The IEA poll, conducted nationwide in May 2026, suggests that the administration’s aggressive macroeconomic stabilisation drive is resonating with voters. The data points are striking:
• Inflation down from 23.5% to 3.4%
• Cedi appreciation of 26%
• Bank of Ghana policy rate cut from 27% to 14%
• Commercial lending rates down from 32% to 20%
• Debt‑to‑GDP ratio falling from 61.8% to 45.3%
International credit rating agencies Fitch, Moody’s and S&P have responded with a rare triple upgrade, a symbolic endorsement of Ghana’s fiscal turnaround.
Unsurprisingly, 73.5% of respondents who approve of Mahama’s performance cite the economy, while another 16% point to improvements in road infrastructure. These numbers reflect a public that recognises the administration’s macro‑level achievements, even if the benefits remain unevenly felt.
Yet the same poll reveals the fault lines that could complicate the government’s political calculus. Among those who disapprove of Mahama’s performance, 30.9% cite the economy a reminder that macro stability does not automatically translate into household‑level comfort. Another 29.9% blame electricity challenges, a sector where reforms have lagged behind public expectations.
Corruption cited by 19.1% of disapprovers remains a persistent governance concern, despite the administration’s messaging around institutional strengthening.
The IEA notes that Mahama’s current 58.9% approval rating represents a decline from 68% in December 2025. While still robust, the drop signals that public patience may be thinning as citizens look for tangible improvements in living standards.

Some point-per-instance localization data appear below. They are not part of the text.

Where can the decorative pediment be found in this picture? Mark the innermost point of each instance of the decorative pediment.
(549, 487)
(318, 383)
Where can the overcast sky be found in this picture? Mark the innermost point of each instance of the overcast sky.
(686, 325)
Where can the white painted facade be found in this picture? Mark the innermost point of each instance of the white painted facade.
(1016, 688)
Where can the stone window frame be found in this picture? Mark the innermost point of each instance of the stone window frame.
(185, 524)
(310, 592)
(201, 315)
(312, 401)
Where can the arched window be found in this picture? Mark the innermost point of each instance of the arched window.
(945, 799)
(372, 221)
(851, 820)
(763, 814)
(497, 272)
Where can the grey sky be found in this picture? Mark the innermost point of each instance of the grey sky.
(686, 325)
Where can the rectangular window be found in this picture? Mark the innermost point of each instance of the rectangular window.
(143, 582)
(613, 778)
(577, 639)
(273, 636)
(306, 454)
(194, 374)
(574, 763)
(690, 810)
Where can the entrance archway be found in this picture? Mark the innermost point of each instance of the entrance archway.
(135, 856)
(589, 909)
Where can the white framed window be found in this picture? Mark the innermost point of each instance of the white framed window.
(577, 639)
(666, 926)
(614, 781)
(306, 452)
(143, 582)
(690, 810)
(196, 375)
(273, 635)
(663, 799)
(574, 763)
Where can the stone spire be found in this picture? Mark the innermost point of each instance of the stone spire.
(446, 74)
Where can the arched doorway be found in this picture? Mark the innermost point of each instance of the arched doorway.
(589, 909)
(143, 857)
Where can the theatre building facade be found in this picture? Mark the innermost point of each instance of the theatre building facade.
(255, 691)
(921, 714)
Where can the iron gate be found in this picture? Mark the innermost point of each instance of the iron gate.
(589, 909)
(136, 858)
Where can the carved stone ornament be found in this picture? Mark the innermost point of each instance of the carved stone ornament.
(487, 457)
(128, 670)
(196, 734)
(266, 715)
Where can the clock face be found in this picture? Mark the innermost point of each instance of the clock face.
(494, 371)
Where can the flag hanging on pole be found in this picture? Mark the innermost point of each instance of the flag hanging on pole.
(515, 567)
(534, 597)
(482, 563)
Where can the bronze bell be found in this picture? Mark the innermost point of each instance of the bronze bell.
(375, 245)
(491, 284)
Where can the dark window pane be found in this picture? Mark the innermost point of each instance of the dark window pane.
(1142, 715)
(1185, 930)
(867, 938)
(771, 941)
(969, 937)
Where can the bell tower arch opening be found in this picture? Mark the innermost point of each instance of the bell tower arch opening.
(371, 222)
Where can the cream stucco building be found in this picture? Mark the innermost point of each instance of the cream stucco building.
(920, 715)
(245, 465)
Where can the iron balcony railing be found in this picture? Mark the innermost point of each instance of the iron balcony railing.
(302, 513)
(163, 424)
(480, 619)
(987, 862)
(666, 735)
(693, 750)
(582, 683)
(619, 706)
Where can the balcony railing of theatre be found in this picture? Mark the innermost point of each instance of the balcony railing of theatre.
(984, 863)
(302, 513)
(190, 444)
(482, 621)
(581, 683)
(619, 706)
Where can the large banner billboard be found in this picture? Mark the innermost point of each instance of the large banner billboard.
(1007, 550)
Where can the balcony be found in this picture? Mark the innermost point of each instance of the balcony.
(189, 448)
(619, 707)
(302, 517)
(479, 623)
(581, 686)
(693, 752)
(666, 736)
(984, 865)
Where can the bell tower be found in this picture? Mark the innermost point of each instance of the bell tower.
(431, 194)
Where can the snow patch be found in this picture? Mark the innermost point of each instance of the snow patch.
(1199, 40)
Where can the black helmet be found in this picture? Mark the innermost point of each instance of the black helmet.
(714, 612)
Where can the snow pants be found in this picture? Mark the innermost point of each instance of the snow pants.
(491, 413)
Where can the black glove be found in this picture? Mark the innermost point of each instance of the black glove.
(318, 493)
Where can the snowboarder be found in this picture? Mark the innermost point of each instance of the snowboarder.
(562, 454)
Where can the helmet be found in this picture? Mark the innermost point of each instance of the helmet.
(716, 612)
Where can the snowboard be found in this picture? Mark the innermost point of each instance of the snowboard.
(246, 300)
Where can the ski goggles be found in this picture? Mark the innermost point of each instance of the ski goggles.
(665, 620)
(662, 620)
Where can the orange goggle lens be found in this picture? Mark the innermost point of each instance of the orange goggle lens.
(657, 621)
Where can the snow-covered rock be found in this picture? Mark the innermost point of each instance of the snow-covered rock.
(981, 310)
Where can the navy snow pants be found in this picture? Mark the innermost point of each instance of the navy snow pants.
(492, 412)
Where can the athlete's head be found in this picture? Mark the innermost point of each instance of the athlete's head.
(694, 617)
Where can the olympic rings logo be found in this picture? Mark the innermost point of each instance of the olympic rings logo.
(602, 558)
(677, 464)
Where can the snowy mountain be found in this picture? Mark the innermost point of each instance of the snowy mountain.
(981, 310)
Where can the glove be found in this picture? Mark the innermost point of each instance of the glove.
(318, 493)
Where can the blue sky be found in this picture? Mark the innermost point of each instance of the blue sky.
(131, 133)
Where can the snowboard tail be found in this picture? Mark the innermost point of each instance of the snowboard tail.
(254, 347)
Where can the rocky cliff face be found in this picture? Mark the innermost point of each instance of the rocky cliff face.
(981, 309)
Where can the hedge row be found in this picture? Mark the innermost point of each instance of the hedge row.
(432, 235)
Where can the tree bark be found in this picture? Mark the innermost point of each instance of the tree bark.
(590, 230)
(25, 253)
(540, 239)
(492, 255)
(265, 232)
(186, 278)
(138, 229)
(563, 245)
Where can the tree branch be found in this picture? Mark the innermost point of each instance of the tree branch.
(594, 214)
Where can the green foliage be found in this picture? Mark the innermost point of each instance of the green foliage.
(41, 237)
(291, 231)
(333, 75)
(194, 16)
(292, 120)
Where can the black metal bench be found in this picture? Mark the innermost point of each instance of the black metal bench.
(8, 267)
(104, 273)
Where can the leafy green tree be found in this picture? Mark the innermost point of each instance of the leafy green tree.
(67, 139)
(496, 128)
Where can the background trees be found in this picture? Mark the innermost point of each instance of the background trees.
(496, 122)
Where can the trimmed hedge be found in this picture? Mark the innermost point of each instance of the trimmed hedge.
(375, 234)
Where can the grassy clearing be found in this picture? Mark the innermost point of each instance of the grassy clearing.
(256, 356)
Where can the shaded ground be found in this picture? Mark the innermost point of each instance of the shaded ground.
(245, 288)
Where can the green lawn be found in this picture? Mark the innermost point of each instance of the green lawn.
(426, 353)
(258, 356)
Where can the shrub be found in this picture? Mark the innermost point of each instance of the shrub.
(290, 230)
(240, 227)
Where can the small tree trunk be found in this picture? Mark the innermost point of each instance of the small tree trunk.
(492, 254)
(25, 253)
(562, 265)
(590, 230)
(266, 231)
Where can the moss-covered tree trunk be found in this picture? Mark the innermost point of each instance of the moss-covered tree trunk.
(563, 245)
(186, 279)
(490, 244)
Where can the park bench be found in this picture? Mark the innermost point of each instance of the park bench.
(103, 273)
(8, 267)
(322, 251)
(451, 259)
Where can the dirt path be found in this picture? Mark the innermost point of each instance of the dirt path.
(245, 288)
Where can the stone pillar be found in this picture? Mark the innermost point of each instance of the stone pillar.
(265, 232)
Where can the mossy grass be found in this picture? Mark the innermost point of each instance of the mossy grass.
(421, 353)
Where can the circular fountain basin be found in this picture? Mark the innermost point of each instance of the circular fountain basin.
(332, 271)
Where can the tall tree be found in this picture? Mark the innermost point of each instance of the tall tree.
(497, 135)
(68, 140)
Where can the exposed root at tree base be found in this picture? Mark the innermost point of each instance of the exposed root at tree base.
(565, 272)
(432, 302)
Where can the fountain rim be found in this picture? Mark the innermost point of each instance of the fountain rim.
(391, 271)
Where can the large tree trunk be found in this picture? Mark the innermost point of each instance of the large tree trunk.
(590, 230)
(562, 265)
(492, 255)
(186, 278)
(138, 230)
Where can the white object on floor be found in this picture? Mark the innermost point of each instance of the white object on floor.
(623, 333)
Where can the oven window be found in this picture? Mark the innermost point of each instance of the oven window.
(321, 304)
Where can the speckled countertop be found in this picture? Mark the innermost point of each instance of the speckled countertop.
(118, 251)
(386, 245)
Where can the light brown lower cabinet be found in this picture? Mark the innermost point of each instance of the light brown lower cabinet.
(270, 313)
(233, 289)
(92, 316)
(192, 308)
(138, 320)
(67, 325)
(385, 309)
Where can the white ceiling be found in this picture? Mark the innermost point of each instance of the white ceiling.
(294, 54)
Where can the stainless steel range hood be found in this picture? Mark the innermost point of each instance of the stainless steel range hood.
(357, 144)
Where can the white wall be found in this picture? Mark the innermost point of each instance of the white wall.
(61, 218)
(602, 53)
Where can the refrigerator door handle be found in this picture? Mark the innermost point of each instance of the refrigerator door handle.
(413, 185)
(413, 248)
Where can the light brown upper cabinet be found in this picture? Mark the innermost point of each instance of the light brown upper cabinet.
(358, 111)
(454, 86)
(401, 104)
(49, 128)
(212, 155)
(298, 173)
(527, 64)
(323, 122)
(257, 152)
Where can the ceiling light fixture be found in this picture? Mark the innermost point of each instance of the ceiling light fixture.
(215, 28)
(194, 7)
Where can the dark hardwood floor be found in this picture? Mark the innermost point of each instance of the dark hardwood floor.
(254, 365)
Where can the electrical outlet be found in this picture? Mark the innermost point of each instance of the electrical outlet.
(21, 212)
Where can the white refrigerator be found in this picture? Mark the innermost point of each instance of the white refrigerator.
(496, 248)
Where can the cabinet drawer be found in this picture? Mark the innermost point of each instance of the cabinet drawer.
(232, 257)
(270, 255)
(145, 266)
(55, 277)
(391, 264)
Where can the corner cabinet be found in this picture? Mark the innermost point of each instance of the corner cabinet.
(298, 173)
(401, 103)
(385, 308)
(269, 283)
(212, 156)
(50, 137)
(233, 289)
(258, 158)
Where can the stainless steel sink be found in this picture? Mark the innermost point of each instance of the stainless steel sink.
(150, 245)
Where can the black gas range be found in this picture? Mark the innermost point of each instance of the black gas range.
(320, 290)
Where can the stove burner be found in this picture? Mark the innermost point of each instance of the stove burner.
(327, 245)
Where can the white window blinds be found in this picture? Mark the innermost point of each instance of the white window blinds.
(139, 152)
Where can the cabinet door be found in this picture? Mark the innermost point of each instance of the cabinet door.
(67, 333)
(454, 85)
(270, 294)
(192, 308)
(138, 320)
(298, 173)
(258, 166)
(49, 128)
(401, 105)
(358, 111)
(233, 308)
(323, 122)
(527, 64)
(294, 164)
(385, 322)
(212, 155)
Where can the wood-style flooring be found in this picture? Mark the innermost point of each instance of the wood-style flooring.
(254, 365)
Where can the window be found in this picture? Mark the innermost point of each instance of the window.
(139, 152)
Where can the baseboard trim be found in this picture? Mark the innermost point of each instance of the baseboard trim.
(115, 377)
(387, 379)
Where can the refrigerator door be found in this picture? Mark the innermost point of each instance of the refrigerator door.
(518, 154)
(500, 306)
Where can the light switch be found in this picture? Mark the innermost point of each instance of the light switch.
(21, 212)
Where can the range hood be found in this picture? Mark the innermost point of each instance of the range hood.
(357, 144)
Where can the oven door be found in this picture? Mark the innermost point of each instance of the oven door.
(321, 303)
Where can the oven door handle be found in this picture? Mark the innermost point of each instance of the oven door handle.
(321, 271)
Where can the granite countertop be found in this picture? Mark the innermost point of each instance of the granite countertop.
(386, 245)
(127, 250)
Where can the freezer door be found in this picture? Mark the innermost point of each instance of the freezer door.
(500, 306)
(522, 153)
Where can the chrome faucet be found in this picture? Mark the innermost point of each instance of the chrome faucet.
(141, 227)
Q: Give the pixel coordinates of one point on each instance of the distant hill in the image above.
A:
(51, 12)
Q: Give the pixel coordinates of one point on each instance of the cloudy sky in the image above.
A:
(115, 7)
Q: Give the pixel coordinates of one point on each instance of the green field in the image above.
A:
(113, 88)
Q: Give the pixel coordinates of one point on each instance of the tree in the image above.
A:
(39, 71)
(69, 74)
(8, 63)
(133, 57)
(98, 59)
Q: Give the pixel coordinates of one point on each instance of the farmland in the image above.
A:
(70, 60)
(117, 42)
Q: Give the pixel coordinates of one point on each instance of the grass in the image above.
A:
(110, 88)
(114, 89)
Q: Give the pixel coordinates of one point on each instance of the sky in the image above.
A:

The report concludes that Ghanaians remain broadly supportive of the President’s leadership but are increasingly expectant that macroeconomic gains will “be felt in their daily lives” a subtle warning that the administration’s political capital, though substantial, is not inexhaustible.
For a government entering the midpoint of its term, the poll offers both validation and caution. The economic narrative is working for now. But electricity reliability, corruption perceptions, and the pace of social‑level improvements could become decisive issues if left unaddressed.
As it stands, the numbers tell one story; the political undercurrents tell another. Mahama’s challenge will be converting macroeconomic wins into lived improvements before public goodwill begins to erode more sharply.